Tosylamide 17 bearing a tertiary alcohol was poised for the completion of oxycodone (2, Scheme 3a), a pharmacologically important semi-synthetic morphinan currently used in clinics.¹⁵ Accordingly, detosylation of 17 under Birch-type conditions took place with concomitant piperidine formation, and subsequently furnished oxycodone (2) upon dioxolane removal (HCl aq.). Related Birch-type reductive cyclization was featured in several previous syntheses of morphinans,³ however, the feasibility of allylic alcohol system 17 has never been demonstrated. All physical properties of synthetic oxycodone (2) were in perfect agreement with the reported data,¹⁴ and this developed sequence represented a significant reduction in step-count compared to the first and only reported total synthesis of oxycodone (2) to date by the Fukuyama laboratory.¹⁴

Finally, by accessing optically active tricyclic tertiary alcohol 7, an asymmetric version of the aforementioned synthetic pathway is outlined in Scheme 4. Inspired by the work of Feringa,¹⁶ our initial efforts toward an optically active dienone 6 were based on the asymmetric Heck reaction of hydroxy dienone 5 in the presence of a chiral ligand. However, after screening numerous conditions only a minuscule level of asymmetric induction was observed (Scheme 4a). After contemplating several cyclohexadienone-based desymmetrization protocols¹⁷ including the enantioselective conjugate reduction of prochiral 2,5-cyclohexadione recently reported by Corey and co-workers (Scheme 4b),¹⁸ we were attracted to the effectiveness and novelty of the enantioselective desymmetrization of peroxyquinols developed by the Rovis laboratory (Scheme 4c).¹⁹ In this context, application of the Rovis technology took advantage of the earlier described phenol intermediate 1 and its oxidized peroxyquinol derivative 26, which on treatment under the conditions described by Rovis and co-workers in the presence of chiral phosphoric acid (R)-TRIP afforded peroxyacetal 27 in 66% yield as a single diastereoisomer. Interestingly, a racemic version of the same process mediated by diphenylphosphinic acid resulted in a mixture of diastereoisomers (ca. 3 : 1), suggesting the influential role of chiral phosphoric acid in both enantio- and diastereocontrol (see the ESI‡). Optically active peroxyacetal 27 further underwent a chemoselective hydrogenation (Rh/Al, PtO₂, and H₂) followed by a Kornblum–DeLamare type fragmentation²⁰ to furnish hydroxy enone 8 (95 : 5 er, determined by chiral HPLC analysis). Optically active hydroxy enone 8 also participated in an intramolecular Heck reaction under the previously described conditions for racemic 8 to afford optically active enone 7 with no erosion of optical purity, thereby establishing an asymmetric pathway to oxycodone (2).

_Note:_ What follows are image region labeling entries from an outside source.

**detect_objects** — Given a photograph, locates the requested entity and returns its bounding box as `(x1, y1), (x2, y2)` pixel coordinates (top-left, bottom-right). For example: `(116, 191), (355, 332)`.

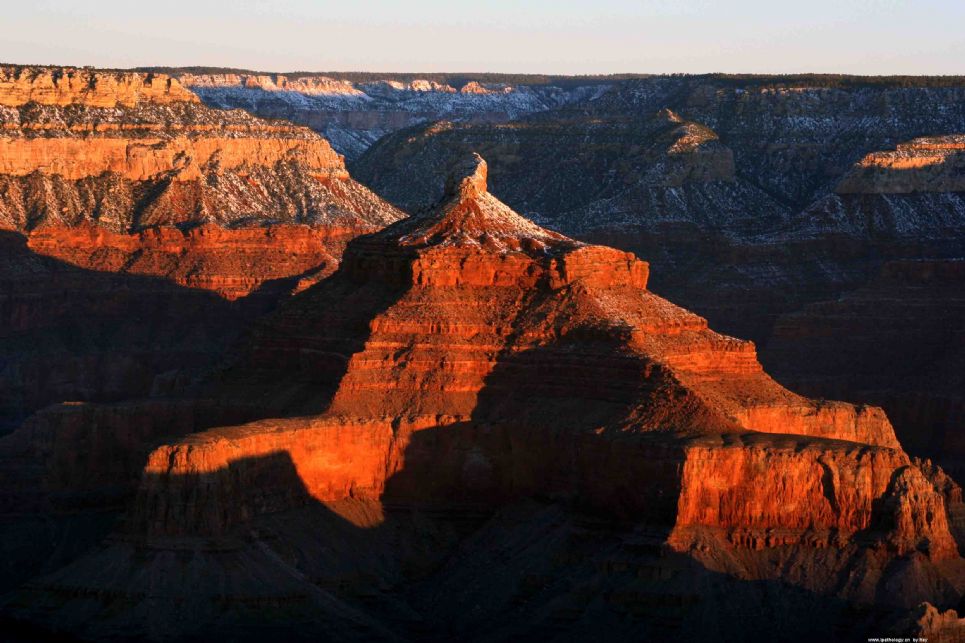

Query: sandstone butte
(0, 66), (403, 299)
(0, 156), (965, 638)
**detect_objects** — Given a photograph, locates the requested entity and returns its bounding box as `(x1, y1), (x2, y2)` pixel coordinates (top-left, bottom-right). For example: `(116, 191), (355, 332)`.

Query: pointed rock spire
(446, 152), (489, 200)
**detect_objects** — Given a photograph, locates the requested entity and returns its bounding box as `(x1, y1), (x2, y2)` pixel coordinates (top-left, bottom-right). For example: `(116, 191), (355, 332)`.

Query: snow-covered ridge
(178, 73), (606, 159)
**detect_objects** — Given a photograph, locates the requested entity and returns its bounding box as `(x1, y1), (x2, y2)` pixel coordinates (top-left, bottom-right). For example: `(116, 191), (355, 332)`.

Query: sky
(0, 0), (965, 75)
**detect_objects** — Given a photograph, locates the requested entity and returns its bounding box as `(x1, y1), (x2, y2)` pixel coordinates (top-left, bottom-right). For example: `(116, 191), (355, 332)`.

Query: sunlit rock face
(0, 155), (965, 640)
(351, 76), (965, 480)
(0, 66), (403, 431)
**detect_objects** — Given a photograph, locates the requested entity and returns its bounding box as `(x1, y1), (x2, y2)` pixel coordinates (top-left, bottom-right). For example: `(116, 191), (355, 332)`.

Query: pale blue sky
(0, 0), (965, 74)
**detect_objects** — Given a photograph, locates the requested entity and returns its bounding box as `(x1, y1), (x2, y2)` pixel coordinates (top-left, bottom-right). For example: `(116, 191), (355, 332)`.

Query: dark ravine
(0, 66), (403, 432)
(352, 77), (965, 466)
(0, 156), (965, 641)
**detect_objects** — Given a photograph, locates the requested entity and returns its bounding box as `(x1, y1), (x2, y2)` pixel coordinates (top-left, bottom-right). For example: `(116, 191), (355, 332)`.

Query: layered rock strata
(0, 66), (403, 431)
(6, 157), (965, 640)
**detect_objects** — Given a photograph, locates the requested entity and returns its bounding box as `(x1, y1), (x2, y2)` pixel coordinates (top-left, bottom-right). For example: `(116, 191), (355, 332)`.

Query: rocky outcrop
(765, 260), (965, 475)
(0, 67), (401, 232)
(5, 157), (932, 640)
(0, 66), (199, 108)
(836, 134), (965, 194)
(27, 224), (350, 300)
(178, 70), (601, 158)
(120, 156), (958, 572)
(0, 66), (403, 431)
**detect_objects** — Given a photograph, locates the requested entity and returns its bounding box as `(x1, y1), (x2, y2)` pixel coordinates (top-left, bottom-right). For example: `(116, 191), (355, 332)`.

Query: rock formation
(0, 66), (403, 431)
(0, 156), (965, 640)
(766, 259), (965, 477)
(351, 77), (965, 478)
(171, 70), (601, 159)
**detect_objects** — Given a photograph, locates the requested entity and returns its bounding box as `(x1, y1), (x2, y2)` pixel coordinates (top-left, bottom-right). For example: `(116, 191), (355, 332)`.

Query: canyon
(0, 66), (403, 431)
(351, 75), (965, 478)
(0, 65), (965, 641)
(0, 150), (965, 640)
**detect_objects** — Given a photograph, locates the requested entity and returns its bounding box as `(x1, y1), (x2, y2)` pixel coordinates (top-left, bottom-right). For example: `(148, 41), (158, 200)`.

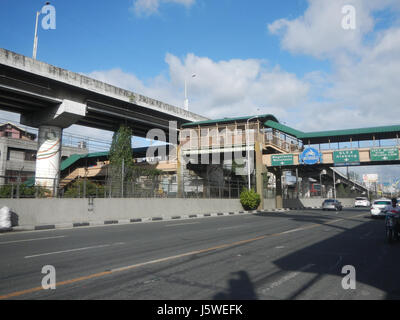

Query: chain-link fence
(0, 174), (256, 199)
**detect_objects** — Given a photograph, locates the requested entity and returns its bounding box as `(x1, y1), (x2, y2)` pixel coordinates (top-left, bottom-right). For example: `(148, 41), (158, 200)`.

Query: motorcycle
(385, 210), (400, 243)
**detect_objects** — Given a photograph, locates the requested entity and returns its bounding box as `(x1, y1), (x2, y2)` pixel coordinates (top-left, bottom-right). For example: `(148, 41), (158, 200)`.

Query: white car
(371, 199), (392, 218)
(354, 197), (371, 208)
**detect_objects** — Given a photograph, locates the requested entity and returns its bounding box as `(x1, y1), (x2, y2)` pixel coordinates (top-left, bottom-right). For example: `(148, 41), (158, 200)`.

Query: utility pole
(332, 170), (336, 199)
(32, 11), (40, 60)
(121, 159), (125, 198)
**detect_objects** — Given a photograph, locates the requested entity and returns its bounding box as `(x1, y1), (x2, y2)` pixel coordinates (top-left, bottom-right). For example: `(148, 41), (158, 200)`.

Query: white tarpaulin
(0, 207), (11, 229)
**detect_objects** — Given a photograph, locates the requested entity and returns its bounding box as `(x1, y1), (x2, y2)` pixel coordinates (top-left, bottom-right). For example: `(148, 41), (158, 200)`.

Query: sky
(0, 0), (400, 184)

Scheme 4 Preparation of optically active intermediate 7. (a) Initial exploration of an asymmetric intramolecular Heck reaction of prochiral hydroxy dienone 5; (b) attempted enantioselective desymmetrizing reduction of prochiral hydroxy dienone 5; (c) synthesis of optically active hydroxy enone 7 using Rovis asymmetric peroxyquinol chemistry. Reagents and conditions: (a) TPP (0.05 equiv.), O₂, 27 W lamp, CHCl₃, 23 °C, 5 d, 46%; (b) (R)-TRIP (0.05 equiv.), isobutyraldehyde (1.2 equiv.), 4 Å MS, 1,2-dichloroethane, 45 °C, 21 h, 66%; (c) Rh/Al, PtO₂ (0.3 equiv.), H₂, EtOAc, 3 h; then DBU (2.6 equiv.), CH₂Cl₂, 45 °C, 4 h, 43% for two steps. MS = molecular sieves; TPP = 5,10,15,20-tetraphenyl-21H,23H-porphine; (R)-TRIP = (R)-3,3′-bis(2,4,6-triisopropylphenyl)-1,1′-binaphthyl-2,2′-diylhydrogenphosphate; DBU = 1,8-diazabicyclo[5.4.0]undec-7-ene.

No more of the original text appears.